0:22 If you’re “not sure what is is that they’re claiming it can do”, then take another close look at their videos, and examine their scope’s specs again in detail.  It is not touted as revolutionizing astrophotography or astroimaging. The sensor is way too small to even THINK about competing with current CCD sensors designed for astrophotography, or even DSLR camera astrophotography.  It will, I believe, broaden the general public’s interest in amateur astronomy (visual astronomy), for sure.  

2:10 In addition to taking the unit camping, this will be an ideal scope to use when performing “Sidewalk Astronomy” (à la John Dobson). Set it up in a suburban location at a mall or city center, and invite the public to view M13 or M57!

2:28 There are working models “out there” that they’ve been using in announced demos in the US and abroad.  In 2018, I’m sure there will be many “beta testers” putting the scope through its paces before they ramp up final production.

3:05. Objects don’t “just materialize out of nowhere”, as you can see stars through the instrument even when the stacking feature is not activated.

3:46 This IS indeed a single task device.  I am a visual astronomer, and the eVscope looks like it will be a great addition to the market of other, “unitasker” telescopes already being purchased by amateur astronomers today.
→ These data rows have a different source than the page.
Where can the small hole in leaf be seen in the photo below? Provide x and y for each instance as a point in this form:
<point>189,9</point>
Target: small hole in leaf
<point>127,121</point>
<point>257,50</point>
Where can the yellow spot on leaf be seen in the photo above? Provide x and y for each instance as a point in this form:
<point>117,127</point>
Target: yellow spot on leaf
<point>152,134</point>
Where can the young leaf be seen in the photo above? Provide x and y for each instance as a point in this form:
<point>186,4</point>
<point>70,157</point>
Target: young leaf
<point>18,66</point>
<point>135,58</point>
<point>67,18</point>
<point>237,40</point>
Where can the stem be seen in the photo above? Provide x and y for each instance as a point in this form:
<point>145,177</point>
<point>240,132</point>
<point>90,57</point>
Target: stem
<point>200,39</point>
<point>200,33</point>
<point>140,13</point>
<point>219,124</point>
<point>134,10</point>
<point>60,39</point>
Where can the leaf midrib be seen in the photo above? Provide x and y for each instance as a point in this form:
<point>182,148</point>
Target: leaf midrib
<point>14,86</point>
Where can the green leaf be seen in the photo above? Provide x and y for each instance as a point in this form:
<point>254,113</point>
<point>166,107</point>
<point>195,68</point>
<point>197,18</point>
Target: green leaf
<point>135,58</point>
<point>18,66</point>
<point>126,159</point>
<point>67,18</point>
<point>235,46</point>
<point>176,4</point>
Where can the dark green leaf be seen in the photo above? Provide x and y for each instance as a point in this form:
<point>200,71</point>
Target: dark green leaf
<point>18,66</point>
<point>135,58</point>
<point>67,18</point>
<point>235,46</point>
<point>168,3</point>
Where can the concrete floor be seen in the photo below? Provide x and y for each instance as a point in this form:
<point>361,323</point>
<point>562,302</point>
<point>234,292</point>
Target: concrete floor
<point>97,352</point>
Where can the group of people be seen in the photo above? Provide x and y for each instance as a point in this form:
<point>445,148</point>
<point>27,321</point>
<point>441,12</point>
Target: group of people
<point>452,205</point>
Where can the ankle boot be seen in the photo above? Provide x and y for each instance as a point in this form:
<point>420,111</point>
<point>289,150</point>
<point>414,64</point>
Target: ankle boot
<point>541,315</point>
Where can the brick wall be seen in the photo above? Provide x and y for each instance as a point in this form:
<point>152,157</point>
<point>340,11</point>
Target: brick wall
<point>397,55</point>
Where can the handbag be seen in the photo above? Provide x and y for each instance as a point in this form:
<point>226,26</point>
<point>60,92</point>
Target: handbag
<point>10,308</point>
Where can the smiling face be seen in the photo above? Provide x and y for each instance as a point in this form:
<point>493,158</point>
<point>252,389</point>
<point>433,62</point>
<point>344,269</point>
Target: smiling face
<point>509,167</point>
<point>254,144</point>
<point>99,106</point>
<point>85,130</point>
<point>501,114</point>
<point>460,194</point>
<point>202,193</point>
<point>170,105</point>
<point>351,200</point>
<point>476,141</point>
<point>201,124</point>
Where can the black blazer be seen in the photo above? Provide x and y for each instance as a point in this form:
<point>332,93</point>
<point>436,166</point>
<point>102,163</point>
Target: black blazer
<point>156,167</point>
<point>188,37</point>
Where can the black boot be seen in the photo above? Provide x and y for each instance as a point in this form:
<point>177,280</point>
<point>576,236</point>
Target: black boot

I get the sense that you prefer that it should be an astrograph, but it is not.  If you want to take photos, do NOT purchase this telescope.  The images it DOES save are much too small for anything other than low-res imaging on a computer screen or cell pone.  The manufacturers are not claiming this to be anything competitive to today’s large-chip CCD or DSLR-compatible telescopes. Our club has a 5″ Apochromat for photography and a 20″ Newtonian for visual work.  The eVscope might compete with the 20″, since users can’t see the central star in M57, or see anything in color for that matter on the big scope.  Or it might just be a solid addition to the 20″ scope when we do our scheduled public viewing nights. The line for the big scope stretches far from the building; with the addition of the eVscope, we’ll be able to have more people look through telescopes in the same unit of time.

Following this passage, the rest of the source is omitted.